The moment I did, the air hit me differently. It was colder, sharper, like it cut through the fog in my head just enough to make everything feel louder, not quieter.

We’re not brothers.

The words hadn’t stopped. Not once. They just kept repeating, circling, digging deeper every time they came back around. Slicing into my skin, my heart, my soul. The truth was trying to force itself into something permanent, something I couldn’t ignore or push away, no matter how hard I tried.

I leaned back against the wall, setting a hand over my face, pressing my palm against my eyes as if I could block it all out or shut it off for just a second, but it didn’t work. It never did.

This wasn’t something I could escape or ignore. It wasn’t something I could fix or control. That was the hardest part for me. Every single one of those decisions had been built on the assumption that Kraven was my brother. That he was mine to protect.
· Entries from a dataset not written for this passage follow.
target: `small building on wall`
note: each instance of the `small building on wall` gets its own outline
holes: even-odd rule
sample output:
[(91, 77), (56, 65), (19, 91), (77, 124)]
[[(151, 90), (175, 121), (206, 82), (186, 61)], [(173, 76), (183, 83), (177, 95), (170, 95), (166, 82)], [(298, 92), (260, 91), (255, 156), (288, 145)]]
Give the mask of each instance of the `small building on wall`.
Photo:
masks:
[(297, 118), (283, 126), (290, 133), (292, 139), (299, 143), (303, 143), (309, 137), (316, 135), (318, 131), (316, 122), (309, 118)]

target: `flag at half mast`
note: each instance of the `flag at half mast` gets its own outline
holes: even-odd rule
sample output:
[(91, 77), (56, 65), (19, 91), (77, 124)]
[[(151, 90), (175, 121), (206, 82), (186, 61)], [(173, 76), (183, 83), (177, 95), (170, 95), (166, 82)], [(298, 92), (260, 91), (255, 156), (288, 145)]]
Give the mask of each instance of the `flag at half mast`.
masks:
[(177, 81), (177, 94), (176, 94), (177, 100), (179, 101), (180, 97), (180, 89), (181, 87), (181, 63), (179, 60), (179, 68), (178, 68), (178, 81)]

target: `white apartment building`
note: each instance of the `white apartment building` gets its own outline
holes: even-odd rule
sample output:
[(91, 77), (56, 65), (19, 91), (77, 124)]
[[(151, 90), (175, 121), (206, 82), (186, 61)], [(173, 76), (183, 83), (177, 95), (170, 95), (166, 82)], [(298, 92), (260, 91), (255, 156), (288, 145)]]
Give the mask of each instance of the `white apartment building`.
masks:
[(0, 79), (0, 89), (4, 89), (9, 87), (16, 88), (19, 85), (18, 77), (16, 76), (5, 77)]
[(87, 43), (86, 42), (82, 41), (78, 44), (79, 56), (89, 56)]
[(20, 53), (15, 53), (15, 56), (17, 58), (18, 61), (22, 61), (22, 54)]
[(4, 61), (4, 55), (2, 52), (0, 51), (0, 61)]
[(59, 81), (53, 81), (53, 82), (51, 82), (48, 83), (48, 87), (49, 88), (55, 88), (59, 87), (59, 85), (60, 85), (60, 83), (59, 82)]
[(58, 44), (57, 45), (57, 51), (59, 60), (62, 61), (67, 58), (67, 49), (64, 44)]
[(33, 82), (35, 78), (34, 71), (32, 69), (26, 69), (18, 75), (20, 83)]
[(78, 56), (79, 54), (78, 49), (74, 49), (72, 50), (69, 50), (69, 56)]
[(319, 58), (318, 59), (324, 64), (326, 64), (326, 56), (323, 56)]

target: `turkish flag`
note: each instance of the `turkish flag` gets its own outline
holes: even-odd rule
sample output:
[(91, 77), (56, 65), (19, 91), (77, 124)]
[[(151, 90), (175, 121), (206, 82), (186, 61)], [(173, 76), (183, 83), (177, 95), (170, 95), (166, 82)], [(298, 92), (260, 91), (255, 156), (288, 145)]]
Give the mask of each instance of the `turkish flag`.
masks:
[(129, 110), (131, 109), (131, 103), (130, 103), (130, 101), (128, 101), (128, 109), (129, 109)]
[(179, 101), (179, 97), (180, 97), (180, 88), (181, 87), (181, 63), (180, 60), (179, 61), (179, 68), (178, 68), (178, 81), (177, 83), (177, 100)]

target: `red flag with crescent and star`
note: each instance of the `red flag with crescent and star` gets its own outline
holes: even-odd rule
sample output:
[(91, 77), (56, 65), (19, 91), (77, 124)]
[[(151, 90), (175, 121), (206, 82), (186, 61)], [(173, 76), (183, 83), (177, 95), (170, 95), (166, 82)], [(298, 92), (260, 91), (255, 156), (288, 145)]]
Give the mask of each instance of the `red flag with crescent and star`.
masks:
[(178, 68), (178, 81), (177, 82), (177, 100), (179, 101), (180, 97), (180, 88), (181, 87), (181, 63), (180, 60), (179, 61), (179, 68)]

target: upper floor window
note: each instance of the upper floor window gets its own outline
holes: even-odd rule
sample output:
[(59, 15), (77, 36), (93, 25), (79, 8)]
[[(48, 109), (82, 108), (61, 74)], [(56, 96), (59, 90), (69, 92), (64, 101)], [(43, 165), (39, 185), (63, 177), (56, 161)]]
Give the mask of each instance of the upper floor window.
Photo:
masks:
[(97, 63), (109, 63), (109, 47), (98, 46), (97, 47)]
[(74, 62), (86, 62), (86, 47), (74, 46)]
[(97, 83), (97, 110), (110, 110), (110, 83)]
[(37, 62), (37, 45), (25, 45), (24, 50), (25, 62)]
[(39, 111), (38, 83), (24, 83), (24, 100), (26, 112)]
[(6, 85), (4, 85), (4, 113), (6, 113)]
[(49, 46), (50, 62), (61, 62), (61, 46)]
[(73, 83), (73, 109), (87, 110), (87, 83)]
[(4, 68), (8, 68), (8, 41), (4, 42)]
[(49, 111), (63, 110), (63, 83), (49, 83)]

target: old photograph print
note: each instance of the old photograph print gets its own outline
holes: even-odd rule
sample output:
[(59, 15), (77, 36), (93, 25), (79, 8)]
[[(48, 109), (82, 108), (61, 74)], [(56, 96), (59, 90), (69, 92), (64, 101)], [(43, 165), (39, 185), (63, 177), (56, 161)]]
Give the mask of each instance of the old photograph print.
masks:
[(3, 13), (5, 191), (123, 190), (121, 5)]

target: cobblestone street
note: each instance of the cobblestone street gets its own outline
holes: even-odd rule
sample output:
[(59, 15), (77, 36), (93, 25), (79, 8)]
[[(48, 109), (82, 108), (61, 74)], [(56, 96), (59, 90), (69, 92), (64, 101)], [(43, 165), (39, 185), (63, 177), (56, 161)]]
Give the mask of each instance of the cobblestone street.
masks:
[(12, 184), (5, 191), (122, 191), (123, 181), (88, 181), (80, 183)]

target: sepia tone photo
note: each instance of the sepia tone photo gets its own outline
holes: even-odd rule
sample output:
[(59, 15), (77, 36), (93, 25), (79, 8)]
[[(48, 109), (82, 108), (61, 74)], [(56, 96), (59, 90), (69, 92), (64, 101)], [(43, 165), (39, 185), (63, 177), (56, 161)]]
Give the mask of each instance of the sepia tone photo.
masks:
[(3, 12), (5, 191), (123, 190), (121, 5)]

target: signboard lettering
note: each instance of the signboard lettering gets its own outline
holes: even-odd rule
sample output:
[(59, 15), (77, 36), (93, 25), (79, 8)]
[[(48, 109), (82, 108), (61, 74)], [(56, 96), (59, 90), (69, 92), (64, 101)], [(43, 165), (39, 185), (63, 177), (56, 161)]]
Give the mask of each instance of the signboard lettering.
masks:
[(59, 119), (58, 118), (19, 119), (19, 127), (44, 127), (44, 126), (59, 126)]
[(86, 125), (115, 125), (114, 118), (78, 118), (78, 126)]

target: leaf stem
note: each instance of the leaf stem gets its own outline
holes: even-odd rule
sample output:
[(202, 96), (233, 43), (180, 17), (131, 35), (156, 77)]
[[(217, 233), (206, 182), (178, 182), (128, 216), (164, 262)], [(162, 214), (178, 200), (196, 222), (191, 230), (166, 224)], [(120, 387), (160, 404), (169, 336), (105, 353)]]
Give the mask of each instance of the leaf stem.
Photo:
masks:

Mine to take responsibility for.

My family.

“Fuck,” I muttered under my breath, pushing off the wall.

I needed movement, wanting something to burn off the energy. It was building under my skin. If I stayed still, if I let myself sit in the truth too long, I was going to break.

And I didn’t get that luxury.

KRAVEN

I didn’t move right away. Even after she said it, knowing she was right. Going after him meant I was going to see a version of him I didn’t know how to fight. She was watching me.

Waiting.

“Fine.” I pushed off the door. “I’ll go.”

Her shoulders dropped slightly with relief. It was what she needed right then, and I could do this for her and the baby. This wasn’t going to be easy, but nothing about my relationship with either of them ever was.

I stepped out into the hallway, the door closing softly behind me. It didn’t take long to find him. He always owned every space around him, whether he wanted to or not.

He was pacing, holding himself together by nothing but force.

“Julius.”

He didn’t stop. He didn’t turn. He didn’t acknowledge me.

I stepped closer. “Julius.”

This time, he did stop. Slowly and deliberately.

This is going to be a problem.

“What?” he bit out, flat and cold.

“We’re not done.”

“We are for tonight.”

“No,” I countered, shaking my head. “We’re not.”

He let out a quiet breath. “We’re not brothers,” he repeated, like it was his new mantra, testing me.

“I know.”

“No, you don’t.” His eyes locked onto mine, focused, dangerous in a way that felt more familiar to me. “Whatever this is doing to you, it’s not the same thing it’s doing to me.”

“I didn’t say it was.”

“Then don’t act like you understand.”

“I understand enough. You always think you have to carry everything on your own.”

“That’s because I do.”

“No, you don’t. You have me. You have Isla. And soon, we’ll have a baby.”

“You guys keep throwing that ‘we’ word around like it’s supposed to solve everything.”

“What if it does?”

“What does that even mean?”

“It means…” I didn’t waver in speaking with conviction.

“What if we don’t find out who the father is?”